Wednesday, June 13, 2018

😄 revisiting "returning"

"A circumstance beyond our control
The phone, the TV, and the news of the world
Got in the house like a pigeon from hell
Threw sand in our eyes and descended like flies"
- Back on the Chain Gang, The Pretenders

contentment. longing. nostalgia.

those were the emotions i felt as i left my university, the place where i'd learned so much in just one year. when people ask me if i enjoy college life, i respond with a genuine smile and tell them "it's pretty fun!"

truth be told, i actually miss being there. spending time with the friends i made helped to put my soul back together, bit by bit. seeing certain buildings reminded me of the good times i had spent hanging out with people. somehow, i'd found a way to enjoy myself there.

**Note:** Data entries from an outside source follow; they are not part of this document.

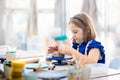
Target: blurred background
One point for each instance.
(28, 24)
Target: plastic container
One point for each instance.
(17, 69)
(10, 56)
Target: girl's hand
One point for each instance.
(52, 49)
(65, 49)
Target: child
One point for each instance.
(85, 48)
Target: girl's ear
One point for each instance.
(73, 40)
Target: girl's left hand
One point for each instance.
(65, 49)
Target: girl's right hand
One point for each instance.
(52, 49)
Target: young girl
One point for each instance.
(85, 48)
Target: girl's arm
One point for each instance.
(92, 58)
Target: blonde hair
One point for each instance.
(84, 21)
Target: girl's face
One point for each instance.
(77, 33)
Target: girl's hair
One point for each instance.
(83, 21)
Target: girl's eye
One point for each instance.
(75, 32)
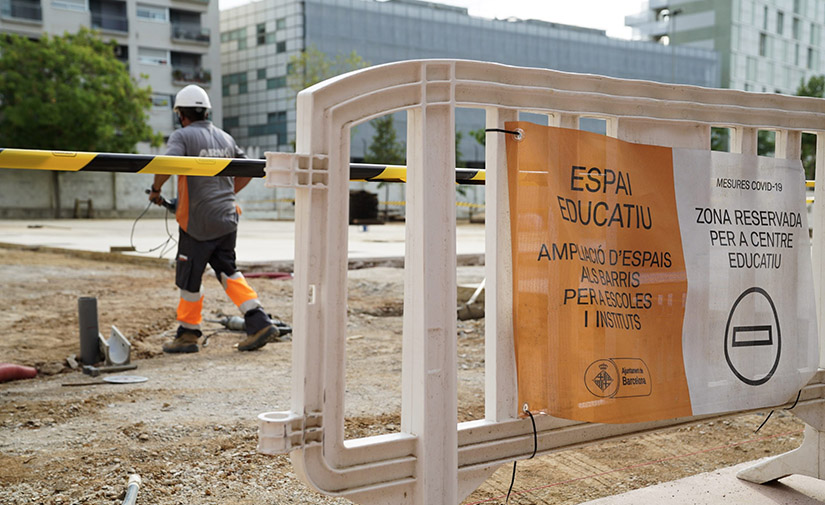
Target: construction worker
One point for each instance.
(207, 216)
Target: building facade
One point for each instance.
(764, 45)
(166, 44)
(258, 39)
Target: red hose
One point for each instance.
(10, 372)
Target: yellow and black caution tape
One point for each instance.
(70, 161)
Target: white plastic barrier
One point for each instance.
(432, 461)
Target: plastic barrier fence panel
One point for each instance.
(653, 282)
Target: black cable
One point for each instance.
(798, 395)
(763, 422)
(512, 481)
(535, 449)
(162, 246)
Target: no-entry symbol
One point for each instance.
(753, 340)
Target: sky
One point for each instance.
(605, 15)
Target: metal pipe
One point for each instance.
(87, 319)
(132, 489)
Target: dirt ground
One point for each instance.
(190, 431)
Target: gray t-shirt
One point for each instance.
(206, 205)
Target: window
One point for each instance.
(260, 33)
(275, 125)
(276, 82)
(153, 13)
(151, 56)
(238, 34)
(72, 5)
(750, 67)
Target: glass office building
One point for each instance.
(258, 39)
(763, 45)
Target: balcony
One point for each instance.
(110, 22)
(182, 32)
(21, 10)
(191, 75)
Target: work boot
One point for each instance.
(259, 338)
(185, 340)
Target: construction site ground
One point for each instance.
(190, 431)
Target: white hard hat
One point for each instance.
(192, 96)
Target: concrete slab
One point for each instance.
(259, 241)
(722, 486)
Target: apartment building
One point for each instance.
(166, 44)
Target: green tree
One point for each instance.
(312, 66)
(815, 87)
(385, 147)
(480, 135)
(70, 92)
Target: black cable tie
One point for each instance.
(799, 394)
(535, 435)
(519, 134)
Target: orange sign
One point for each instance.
(599, 277)
(653, 283)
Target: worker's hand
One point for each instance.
(154, 196)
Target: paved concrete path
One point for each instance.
(263, 241)
(259, 241)
(722, 487)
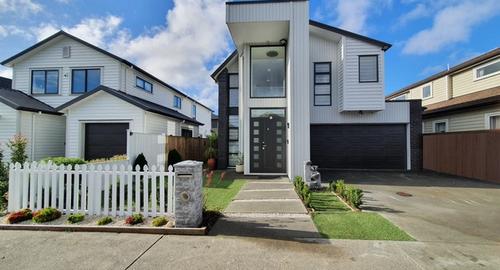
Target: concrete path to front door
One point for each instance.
(267, 209)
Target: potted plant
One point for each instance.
(239, 165)
(211, 151)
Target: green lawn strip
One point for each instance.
(220, 192)
(335, 220)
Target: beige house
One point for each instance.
(465, 97)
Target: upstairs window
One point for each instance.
(177, 102)
(45, 82)
(322, 84)
(85, 80)
(368, 68)
(487, 70)
(427, 91)
(144, 85)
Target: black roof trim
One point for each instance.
(19, 100)
(221, 66)
(483, 57)
(136, 101)
(124, 61)
(385, 46)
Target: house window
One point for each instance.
(487, 70)
(45, 82)
(440, 126)
(368, 68)
(144, 85)
(322, 84)
(85, 80)
(233, 90)
(267, 78)
(427, 91)
(177, 102)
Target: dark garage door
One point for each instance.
(105, 140)
(359, 146)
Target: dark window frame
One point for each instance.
(144, 82)
(45, 71)
(315, 83)
(86, 79)
(284, 68)
(359, 68)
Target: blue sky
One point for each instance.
(182, 41)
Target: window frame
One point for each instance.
(144, 83)
(430, 87)
(45, 85)
(377, 66)
(474, 70)
(284, 69)
(315, 83)
(86, 76)
(180, 102)
(445, 121)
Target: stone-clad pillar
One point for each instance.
(188, 194)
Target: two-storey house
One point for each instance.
(71, 98)
(465, 97)
(296, 90)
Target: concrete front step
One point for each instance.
(289, 206)
(266, 194)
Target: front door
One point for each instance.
(267, 141)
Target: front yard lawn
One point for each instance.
(219, 193)
(334, 220)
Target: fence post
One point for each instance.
(188, 193)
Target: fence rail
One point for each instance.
(92, 190)
(473, 154)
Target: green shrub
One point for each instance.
(64, 161)
(174, 157)
(160, 221)
(17, 146)
(134, 219)
(75, 218)
(141, 161)
(104, 221)
(46, 215)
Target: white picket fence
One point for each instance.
(93, 190)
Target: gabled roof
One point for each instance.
(126, 62)
(469, 63)
(18, 100)
(383, 45)
(139, 102)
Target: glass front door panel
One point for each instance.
(268, 141)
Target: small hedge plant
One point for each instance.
(134, 219)
(46, 215)
(75, 218)
(104, 221)
(159, 221)
(19, 216)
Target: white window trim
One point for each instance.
(422, 90)
(445, 121)
(487, 120)
(474, 71)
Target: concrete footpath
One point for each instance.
(268, 209)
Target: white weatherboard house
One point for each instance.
(297, 90)
(71, 98)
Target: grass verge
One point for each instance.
(220, 192)
(334, 220)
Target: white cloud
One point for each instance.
(451, 25)
(20, 7)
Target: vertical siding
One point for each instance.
(8, 127)
(362, 96)
(51, 57)
(100, 107)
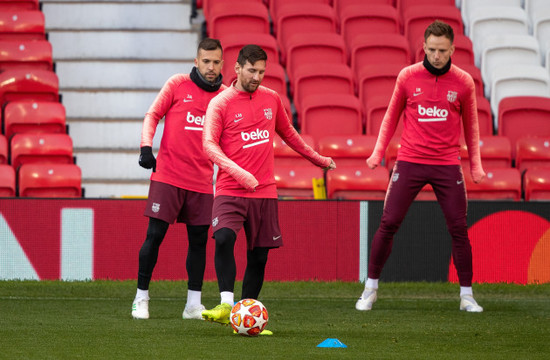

i've shared these thoughts with a few more people now. i'm much more open and honest with my new friends. and the best part is, they understand me and don't see me as upset or unappreciative.

i didn't want to attend my university at first. it wasn't my first choice, but i can't avoid the path that's been chosen for me. i've learned more about what i can and can't control. i've learned that some dreams are fated to be crushed. i've learned that some things that end up seeming like a waste of time, hope, and effort can lead to valuable lessons and opportunities.

surprisingly enough, i came out of this year having made something out of my life. i socialized, explored, found two great communities that made me really happy.

wow. i actually did.

there were some classes that stressed me like never before, but overall i was actually quite pleased in spite of a few disappointments. there were opportunities that arose - some of them knocked me down, but some of them lifted me higher. there were strange times where life itself splintered some of my wildest dreams, but also made others come true in a weird way that only life can.

returning was a trip and a half. year two - in the bag.